Despite several assurances from the Indian mainland in view of the recent exodus of northeast people from Indian cities, so far there has been no talk of compensation. Manipur has been deputing top ranking officials in Pune and Bangalore to liaise with their counterparts there on the safety measures, which was followed by a visit of the state Works Minister Dr Khumujam Ratankumar Singh on a SOS mission to Bangalore. On his invitation, the Deputy Chief Minister of Karnataka R Ashoka had visited the Northeast states including Manipur to instil a sense of security among the Northeast students and the professionals from the region. The Centre was also quick on taking the initiative to restore confidence among the people of northeast. They talk as if sixty years of racial discrimination could be brushed off with state assurances of security for the northeast people studying and working in various cities of India. The Union government had even stretched their imagination to a hidden hand of the Pakistanis in the recent incidents of threats and intimidation. Many in the Indian mainland had chosen to interpret it as clashes between the Assamese Bodos and the Muslims rather than between the Bodos and the migrants. For the Bodos, it is about right to life and survival in their own land which had been threatened by the entry of migrants. Their land has been taken away and their employment has been robbed by migrants, which naturally becomes an issue with the indigenous Bodos. It does not matter to them whether the migrants are Muslims or Hindus. What matters most is that they have been robbed of their land and employment by migrants.
But the religious slant in interpreting the recent riots has complicated the issue and it is encouraging anti-northeast sentiment in the Indian mainland in the metropolitan cities of India, mainly among the Indian Muslims. However, following the assurances from the Centre and other states, students and professionals who had fled the Indian cities are slowing returning to the said cities, many through the special trains organised by the Karnataka government. Yet we must remember that the students and professionals had fled the insecure cities with money in whatever available transport from their own pocket or through money transfers from their parents. And the flight tickets were awfully high then. Will somebody take care of this bill?
We had earlier questioned the panic and resultant exodus specially of the Manipur students and professionals, in the backdrop of a few threats and intimidation. We have to examine our own position in the various Indian cities. Bangalore, Delhi, Mumbai and Chandigarh are among the Indian cities thickly populated by Manipuri students and professionals.

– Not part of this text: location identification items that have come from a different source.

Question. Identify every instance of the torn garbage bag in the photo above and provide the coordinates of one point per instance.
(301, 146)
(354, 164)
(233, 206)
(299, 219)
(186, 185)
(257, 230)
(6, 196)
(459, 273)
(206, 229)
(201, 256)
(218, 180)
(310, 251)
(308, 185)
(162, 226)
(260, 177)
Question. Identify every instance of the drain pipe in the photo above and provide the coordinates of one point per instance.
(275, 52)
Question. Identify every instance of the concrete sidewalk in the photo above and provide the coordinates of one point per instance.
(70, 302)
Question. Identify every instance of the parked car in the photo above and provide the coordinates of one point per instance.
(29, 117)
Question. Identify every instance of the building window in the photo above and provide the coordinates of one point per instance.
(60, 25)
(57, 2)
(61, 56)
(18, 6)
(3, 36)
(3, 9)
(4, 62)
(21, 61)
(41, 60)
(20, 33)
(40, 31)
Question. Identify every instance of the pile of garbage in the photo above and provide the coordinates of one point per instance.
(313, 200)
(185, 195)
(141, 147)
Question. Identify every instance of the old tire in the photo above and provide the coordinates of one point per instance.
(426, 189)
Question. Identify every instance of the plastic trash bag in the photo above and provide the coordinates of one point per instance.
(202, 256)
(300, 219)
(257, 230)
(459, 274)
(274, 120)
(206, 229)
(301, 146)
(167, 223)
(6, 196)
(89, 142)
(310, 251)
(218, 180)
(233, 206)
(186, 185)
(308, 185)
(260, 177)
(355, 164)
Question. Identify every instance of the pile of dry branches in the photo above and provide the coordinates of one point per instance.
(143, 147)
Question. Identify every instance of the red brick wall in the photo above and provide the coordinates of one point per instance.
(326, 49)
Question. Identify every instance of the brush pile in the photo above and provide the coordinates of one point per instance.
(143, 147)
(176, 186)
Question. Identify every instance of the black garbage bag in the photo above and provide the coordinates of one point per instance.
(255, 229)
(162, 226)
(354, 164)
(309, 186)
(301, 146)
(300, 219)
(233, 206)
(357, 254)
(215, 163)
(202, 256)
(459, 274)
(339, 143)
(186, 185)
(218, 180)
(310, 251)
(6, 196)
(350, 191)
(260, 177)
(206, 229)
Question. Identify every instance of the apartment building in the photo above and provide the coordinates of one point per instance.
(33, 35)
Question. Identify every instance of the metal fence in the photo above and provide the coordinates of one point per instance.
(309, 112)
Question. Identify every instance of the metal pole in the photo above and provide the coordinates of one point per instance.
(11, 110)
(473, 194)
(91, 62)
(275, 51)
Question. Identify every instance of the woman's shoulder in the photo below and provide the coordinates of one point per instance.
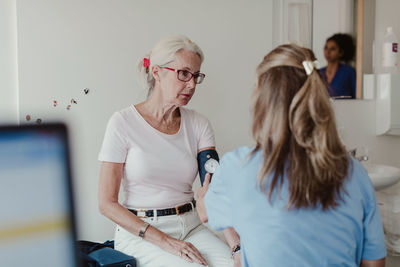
(194, 116)
(191, 113)
(238, 156)
(122, 116)
(347, 68)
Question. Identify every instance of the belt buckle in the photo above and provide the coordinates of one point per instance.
(141, 213)
(177, 209)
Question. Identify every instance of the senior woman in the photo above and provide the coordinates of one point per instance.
(296, 198)
(152, 148)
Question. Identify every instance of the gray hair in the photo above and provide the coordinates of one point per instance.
(163, 53)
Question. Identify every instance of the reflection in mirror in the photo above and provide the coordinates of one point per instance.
(334, 39)
(339, 74)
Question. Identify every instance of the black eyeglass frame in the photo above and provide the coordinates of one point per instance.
(195, 76)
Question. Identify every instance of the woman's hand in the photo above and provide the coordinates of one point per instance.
(183, 249)
(201, 192)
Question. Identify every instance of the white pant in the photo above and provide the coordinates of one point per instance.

We look different and we are grabbing employment opportunities from the locals. As we resent outsiders grabbing jobs here in the state, there would certainly be resentment from the locals there. We agree that in a charged atmosphere such as the recent one triggered by prejudiced SMSs and MMSs coupled with the cases of discrimination and harassment a panic situation is bound to develop. But the recent exodus has also exposed our lack of resilience. Well, this is our viewpoint. What matters now is the Northeast students and professionals are returning to the cities where they study or work, in view of the assurances. So, we sincerely feel that these students and professionals should be adequately compensated, as the panic situation and the exodus was beyond their control. On the other hand, safety mechanisms should be put in places where large numbers of NE youths study or work, so as to prevent recurrence of the recent exodus.